SINGAPORE - Southeast Asian nations will call for those responsible for atrocities in Myanmar's Rakhine state to be held "fully accountable", according to a statement prepared for a regional summit, reflecting a stronger line being taken within the group.
The draft of the chairman's statement, which was reviewed by Reuters but may change before it is delivered by host Singapore Prime Minister Lee Hsien Loong at the close of meetings of the 10-member Association of Southeast Asian Nations (ASEAN), said the situation in Rakhine State was a "matter of concern".
The Singapore government did not immediately comment on the draft statement.
A final statement could be issued after the ASEAN leaders meet late on Tuesday.
Myanmar government spokesman Zaw Htay did not answer calls seeking comment on the summit message.
A UN report in August detailed mass killings and gang rapes with genocidal intent in a Myanmar military crackdown that began in 2017 and drove hundreds of thousands of Rohingya Muslims from Rakhine into neighboring Bangladesh. It called for its commander-in-chief and 5 generals to be prosecuted under international law.
Myanmar has denied most of the allegations in the report.
Myanmar's de facto leader, Aung San Suu Kyi, who will be joining the summit in Singapore, has been widely criticized for her handling of the crisis.
Amnesty International said on Tuesday it had withdrawn its most prestigious human rights prize from Suu Kyi, accusing her of perpetuating human rights abuses by not speaking out about violence against the Rohingya.
"We called on the Independent Commission of Inquiry established by the Government of Myanmar to carry out an independent and impartial investigation of the allegations of human rights violations and related issues, and hold those responsible fully accountable," said the ASEAN chairman's draft statement.
The Rohingya crisis is one of the biggest man-made disasters involving a member since ASEAN was founded in 1967, and it is one of the thorniest issues yet faced by a group that traditionally works by consensus and is reluctant to get involved in matters deemed internal to its members.
In July, Myanmar established a commission of inquiry to probe allegations of human rights abuses in Rakhine, which includes 2 local and two international members from Japan and the Philippines.
The draft statement repeated ASEAN's previous calls on the importance of the repatriation of displaced persons to Myanmar, humanitarian relief and reconciliation among communities, but went further in calling for accountability for the alleged atrocities.

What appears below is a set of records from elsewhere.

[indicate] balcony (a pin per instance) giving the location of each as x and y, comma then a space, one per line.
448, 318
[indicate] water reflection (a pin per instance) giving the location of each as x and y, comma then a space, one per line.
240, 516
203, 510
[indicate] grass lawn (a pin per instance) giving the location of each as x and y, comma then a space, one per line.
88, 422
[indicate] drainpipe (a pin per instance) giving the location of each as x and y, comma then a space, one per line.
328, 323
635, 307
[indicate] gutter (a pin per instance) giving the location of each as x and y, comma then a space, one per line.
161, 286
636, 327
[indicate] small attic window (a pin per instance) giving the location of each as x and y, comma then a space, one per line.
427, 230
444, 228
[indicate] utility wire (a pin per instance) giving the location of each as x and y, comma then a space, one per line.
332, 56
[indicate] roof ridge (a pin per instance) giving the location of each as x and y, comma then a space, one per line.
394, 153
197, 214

The strengthening of rhetoric in the draft was flagged earlier this year by Singapore Foreign Minister Vivian Balakrishnan who said his ASEAN peers had urged Myanmar to give the inquiry commission a full mandate to hold those responsible accountable.

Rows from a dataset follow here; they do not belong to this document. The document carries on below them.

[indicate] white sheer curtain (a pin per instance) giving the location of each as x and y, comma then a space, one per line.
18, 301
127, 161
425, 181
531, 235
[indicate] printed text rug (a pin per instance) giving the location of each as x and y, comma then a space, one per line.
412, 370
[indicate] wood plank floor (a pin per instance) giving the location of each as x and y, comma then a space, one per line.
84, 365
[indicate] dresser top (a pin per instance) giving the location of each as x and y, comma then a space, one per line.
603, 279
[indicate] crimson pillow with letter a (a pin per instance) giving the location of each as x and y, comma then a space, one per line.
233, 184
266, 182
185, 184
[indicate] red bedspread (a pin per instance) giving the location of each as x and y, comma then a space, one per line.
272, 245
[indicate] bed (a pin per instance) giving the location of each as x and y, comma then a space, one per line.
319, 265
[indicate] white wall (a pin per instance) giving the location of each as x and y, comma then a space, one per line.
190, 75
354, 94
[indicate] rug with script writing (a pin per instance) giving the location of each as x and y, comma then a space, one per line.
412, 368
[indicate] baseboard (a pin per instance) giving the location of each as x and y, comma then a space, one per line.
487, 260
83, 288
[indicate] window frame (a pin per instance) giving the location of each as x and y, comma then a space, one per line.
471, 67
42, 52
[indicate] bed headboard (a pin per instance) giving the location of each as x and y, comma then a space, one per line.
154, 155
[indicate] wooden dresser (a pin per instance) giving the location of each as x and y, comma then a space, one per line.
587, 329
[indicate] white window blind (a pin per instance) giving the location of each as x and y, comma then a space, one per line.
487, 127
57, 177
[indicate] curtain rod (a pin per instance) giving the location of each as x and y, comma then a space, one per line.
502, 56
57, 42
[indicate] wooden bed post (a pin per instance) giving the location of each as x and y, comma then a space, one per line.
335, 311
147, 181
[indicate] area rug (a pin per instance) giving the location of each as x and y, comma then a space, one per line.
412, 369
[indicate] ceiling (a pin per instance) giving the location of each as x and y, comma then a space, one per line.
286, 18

A source close to pre-summit discussions, speaking on condition of anonymity, said Singapore was leaning towards a stronger stance because it is the most internationally engaged member of ASEAN and feels responsibility as summit host to protect its credibility.
It was not clear if all members of the grouping would back the sternest statement to date from ASEAN on the Rakhine issue.
ASEAN's Muslim-majority members - Malaysia, Indonesia and Brunei - tend to take the toughest line on the Rohingya question, while Myanmar has close regional allies in Cambodia, Laos and Vietnam. Under military control in recent years, Thailand has also provided cover for Myanmar.
Malaysian Prime Minister Mahathir Mohamad, a doyen of the group, has served notice he has lost faith in the Nobel peace laureate because of the Rohingya issue.
"We have made it quite clear we don't really support her any more," Mahathir said in an interview with Turkish news channel TRT World just over a month ago.
"Our policy in ASEAN is non-interference in the internal affairs of the countries, but this is ... grossly unjust," he said, referring to the situation in Rakhine.